Last week’s appellate court ruling granting a stay on construction of the PennEast pipeline is the latest twist in a five-year battle.
Both pipeline officials and those who oppose it praised the ruling.
PennEast “views the expedited schedule positively and is confident the New Jersey District Court’s ruling will stand,” pipeline spokeswoman Patricia Kornick said of New Jersey’s lawsuit.
The Third U.S. Circuit Court of Appeals ruling stems from a motion filed by the state of New Jersey claiming that the Federal Energy Regulatory Commission (FERC) should not have issued preliminary approval for the pipeline.
“This is really good news,” Jeff Tittel, director of the N.J. Sierra Club, said in a statement. “The Court of Appeals will delay the PennEast pipeline until the court case is decided.”
Although physical pipeline construction is prohibited until the outcome of the court case, PennEast is still allowed to pursue its eminent domain cases and continue its survey work, according to the ruling.
“PennEast continues to make very good progress on the surveys in New Jersey and appreciates that the Third Circuit Court’s order allows PennEast to continue with those surveys,” Kornick said.
Although FERC granted preliminary approval for the pipeline project, which New Jersey’s lawsuit is challenging, PennEast still needs approvals from the New Jersey Department of Environmental Protection (NJDEP ) and the Delaware River Basin Commission to build the pipeline.
Results from their surveying work will allow PennEast to resubmit applications to the NJDEP. An earlier application was denied due to lack of information.
“The court granting of a stay however shows that all of the fighting that people have done to not let PennEast on their land is paying off because we will be able to delay the pipeline even further,” Tittel said.
Rosalind Westlake, a member of Homeowners Against Land Taking (HALT) said the pipeline is not in the public interest.
“It is amazing to me personally that PennEast’s shareholders are not questioning the basis for PennEast’s continuing pursuit of a pipeline that is not only not serving the public, but also is so far behind the initially anticipated schedule and is presumably costing substantial sums.”
Despite what critics say, “PennEast still anticipates beginning construction toward the end of 2019,” Kornick said, in spite of the successful motion for the stay.
She has said previously that pipeline construction is expected to last between seven months and a year.
However, the start date for construction is now tied to a ruling which for now remains uncertain.
The PennEast pipeline could transport about 1.1 million dekatherms per day (MMDth/d) of natural gas from the Marcellus Region of Pennsylvania. Dekatherm is a unit of heat, where one dekatherm equals one Million British Thermal Units (MBtu).
The 120-mile $1 billion PennEast pipeline is proposed to begin in Dallas, Luzerne County, in the northeastern part of the state, and end at Transco’s pipeline interconnection near Pennington in Mercer County, N.J.

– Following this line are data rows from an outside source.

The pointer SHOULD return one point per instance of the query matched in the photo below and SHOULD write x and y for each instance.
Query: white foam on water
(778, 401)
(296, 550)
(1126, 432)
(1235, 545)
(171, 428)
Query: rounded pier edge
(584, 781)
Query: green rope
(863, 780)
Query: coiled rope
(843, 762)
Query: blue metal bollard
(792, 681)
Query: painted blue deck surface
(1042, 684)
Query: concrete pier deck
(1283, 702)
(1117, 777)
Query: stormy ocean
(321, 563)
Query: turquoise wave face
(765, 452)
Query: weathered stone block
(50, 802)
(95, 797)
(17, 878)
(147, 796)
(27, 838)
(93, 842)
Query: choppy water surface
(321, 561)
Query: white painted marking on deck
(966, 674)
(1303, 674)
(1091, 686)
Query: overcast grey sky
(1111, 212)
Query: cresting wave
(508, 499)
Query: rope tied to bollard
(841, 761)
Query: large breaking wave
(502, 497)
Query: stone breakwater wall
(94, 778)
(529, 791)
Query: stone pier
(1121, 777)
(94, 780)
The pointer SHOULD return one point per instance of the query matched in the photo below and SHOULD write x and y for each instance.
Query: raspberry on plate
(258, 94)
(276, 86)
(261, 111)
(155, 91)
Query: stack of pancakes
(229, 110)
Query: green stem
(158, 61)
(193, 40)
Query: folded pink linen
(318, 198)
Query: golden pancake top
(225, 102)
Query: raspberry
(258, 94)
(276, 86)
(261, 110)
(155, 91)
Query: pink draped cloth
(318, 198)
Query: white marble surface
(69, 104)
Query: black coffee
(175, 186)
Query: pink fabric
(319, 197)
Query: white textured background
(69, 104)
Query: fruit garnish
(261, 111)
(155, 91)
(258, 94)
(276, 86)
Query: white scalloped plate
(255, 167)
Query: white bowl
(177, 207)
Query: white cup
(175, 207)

Tittel continues to pressure Gov. Phil Murphy’s administration into stopping the pipeline project outright by denying PennEast its necessary 401 Water Quality Certificate.
“All of the different state agencies involved in the case shows that this pipeline will cut through an incredible amount open space, forest, and waterways,” Tittel said. “However, time is on our side for a clean energy future.”